Paul Marturano was quite surprised to get a handful of phone calls yesterday asking if he was still alive.

Paul Marturano was quite surprised to get a handful of phone calls yesterday asking if he was still alive.

Friends and relatives explained they'd noticed headlines, such as "Paula Abdul's stalker found dead."

"THANKS ALOT," the New Hope musician/comedian e-mailed gossip Website TMZ. "... My mother cried thinking I was dead."

Calling Marturano "Creepy McCreeperton," TMZ said he was "furious" that its report of a woman's death in Los Angeles confused people.

Those who know the Drexel Hill-born, Monsignor Bonner grad realize he was mainly being facetious.

"I wasn't like mad or anything," he said this morning.

"Yes, my mother cried," he added, laughing.
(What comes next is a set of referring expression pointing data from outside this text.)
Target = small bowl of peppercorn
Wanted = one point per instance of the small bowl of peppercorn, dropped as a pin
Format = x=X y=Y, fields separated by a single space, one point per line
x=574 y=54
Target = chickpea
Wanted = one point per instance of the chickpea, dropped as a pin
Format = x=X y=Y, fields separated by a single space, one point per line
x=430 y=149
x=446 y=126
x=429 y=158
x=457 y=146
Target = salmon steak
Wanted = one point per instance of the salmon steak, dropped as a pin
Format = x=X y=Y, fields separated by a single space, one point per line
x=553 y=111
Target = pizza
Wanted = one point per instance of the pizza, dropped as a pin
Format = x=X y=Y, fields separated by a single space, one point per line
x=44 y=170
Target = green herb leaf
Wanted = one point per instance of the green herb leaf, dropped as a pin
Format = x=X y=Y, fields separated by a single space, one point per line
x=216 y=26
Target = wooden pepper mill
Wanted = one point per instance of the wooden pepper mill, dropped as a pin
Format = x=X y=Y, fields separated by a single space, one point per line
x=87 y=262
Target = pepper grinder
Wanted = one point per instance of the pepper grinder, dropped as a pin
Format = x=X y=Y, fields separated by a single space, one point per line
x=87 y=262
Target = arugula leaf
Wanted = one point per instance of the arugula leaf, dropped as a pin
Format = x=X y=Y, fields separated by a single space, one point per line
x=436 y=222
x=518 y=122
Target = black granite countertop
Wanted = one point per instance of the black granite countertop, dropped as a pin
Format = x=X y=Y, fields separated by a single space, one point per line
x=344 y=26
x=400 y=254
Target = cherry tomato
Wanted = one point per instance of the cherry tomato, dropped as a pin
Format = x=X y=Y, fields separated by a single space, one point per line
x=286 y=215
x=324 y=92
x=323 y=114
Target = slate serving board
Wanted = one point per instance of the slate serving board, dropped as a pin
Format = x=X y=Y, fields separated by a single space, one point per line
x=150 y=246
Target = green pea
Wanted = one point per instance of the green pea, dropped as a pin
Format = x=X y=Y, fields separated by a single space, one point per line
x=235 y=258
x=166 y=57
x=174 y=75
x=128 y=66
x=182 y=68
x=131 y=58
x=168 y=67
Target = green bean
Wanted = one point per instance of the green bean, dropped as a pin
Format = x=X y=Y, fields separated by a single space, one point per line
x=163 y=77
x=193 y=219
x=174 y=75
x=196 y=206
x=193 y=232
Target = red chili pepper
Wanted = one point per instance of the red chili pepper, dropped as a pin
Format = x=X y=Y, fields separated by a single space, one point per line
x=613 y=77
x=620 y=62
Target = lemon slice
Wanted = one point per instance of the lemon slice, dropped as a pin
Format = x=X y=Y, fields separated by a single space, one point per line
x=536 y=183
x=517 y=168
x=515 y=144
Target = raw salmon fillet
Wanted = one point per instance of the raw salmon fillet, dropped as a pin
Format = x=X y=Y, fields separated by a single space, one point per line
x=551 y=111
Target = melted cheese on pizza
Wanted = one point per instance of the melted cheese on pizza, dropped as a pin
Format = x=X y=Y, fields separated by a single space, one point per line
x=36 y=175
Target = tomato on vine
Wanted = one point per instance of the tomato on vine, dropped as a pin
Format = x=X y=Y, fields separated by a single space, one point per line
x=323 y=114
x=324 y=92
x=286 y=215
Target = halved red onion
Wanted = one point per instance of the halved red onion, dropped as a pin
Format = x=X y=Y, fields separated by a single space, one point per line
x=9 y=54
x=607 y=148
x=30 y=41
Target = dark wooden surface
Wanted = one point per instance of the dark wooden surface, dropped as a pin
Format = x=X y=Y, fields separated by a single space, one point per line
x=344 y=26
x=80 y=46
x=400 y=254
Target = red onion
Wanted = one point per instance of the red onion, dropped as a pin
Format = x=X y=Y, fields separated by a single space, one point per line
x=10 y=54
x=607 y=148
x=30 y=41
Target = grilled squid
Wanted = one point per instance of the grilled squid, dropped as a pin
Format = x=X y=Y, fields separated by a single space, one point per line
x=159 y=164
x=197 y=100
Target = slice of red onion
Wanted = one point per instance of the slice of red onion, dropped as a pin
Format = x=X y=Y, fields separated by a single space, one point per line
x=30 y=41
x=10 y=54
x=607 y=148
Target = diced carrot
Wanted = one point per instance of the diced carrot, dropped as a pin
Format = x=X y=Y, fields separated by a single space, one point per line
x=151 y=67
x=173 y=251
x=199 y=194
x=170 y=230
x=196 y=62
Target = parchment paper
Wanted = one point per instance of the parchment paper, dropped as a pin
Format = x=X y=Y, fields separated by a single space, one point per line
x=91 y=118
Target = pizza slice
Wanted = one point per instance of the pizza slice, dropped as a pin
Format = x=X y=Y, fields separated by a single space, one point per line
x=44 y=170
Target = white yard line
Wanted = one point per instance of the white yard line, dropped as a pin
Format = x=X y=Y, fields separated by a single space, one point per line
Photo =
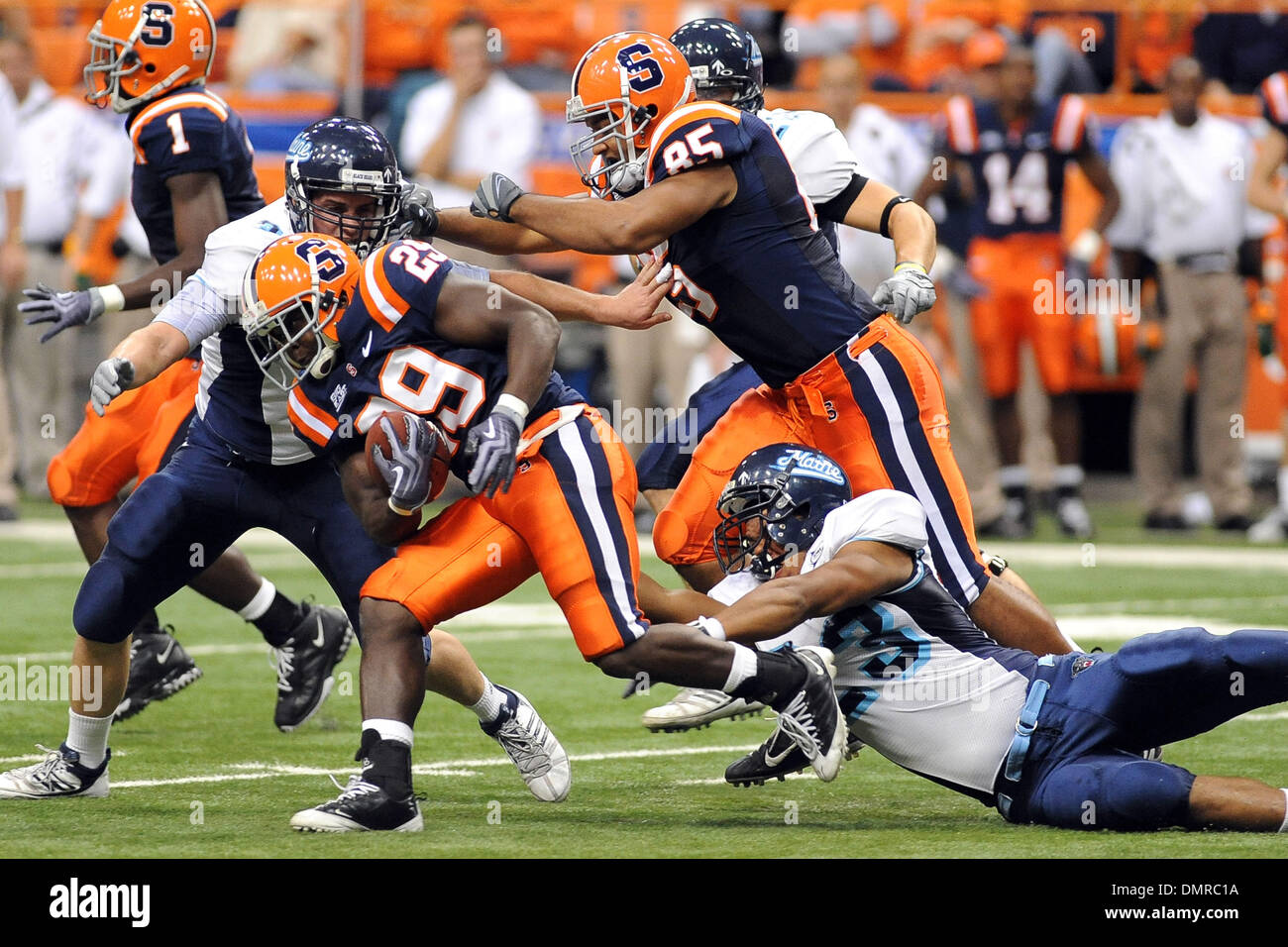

He certainly was kidding last year, when, during auditions at Philadelphia's Hyatt Regency hotel, he delivered his infamous "Stalker" serenade to American Idol judge Paula Abdul on Fox's American Idol. The "song," aired on the Fox mega-hit in January, featured such lyrics as:

I'm always thinking of her, I really think that I love her.

I'm not much of a talker, so I think that I'll just stalk her.

He went on:

If she was a doggy, I would walk her

If she were a blackboard, I would chalk her

If I were Columbo, I'd Peter Falk her,

But I'm not, so I'll just stalk her.

Abdul was a good sport about the skeevy joke, but show security still escorted Marturano out of the building.

The song created such a buzz that Marturano wound up doing Access Hollywood and more than 200 radio interviews. Two clips of his "Stalker" bit generated more than 700,000 views on YouTube.

This morning, he left a reporter hanging on one phone to take an interview request from Inside Edition.

"I'm going to have to leave for Manhattan quickly," he said.

The woman who died in L.A. was an Idol fan whose unsuccessful tryout before the judges aired in 2006.

The body of Paula Goodspeed was found in a car near Abdul's home on Tuesday evening.

She may have committed suicide, police said.

"I feel bad for both Paula Goodspeed, the woman who took her own life and for Paula Abdul," Marturano stated in an email. "It's horrible."

"Maybe Paula wishes it was me ... but fortunately I'm alive and well," he said this morning.

Marturano, who plays more serious, Billy Joel-type fare when he plays at colleges and clubs, has no plans to record an "I'm Not Dead" song.

At least not right away.

"I don't know. It could be in the future," he said. "I think it might be kind of tasteless to do right now."

Even if he has been known to do tasteless things, he added.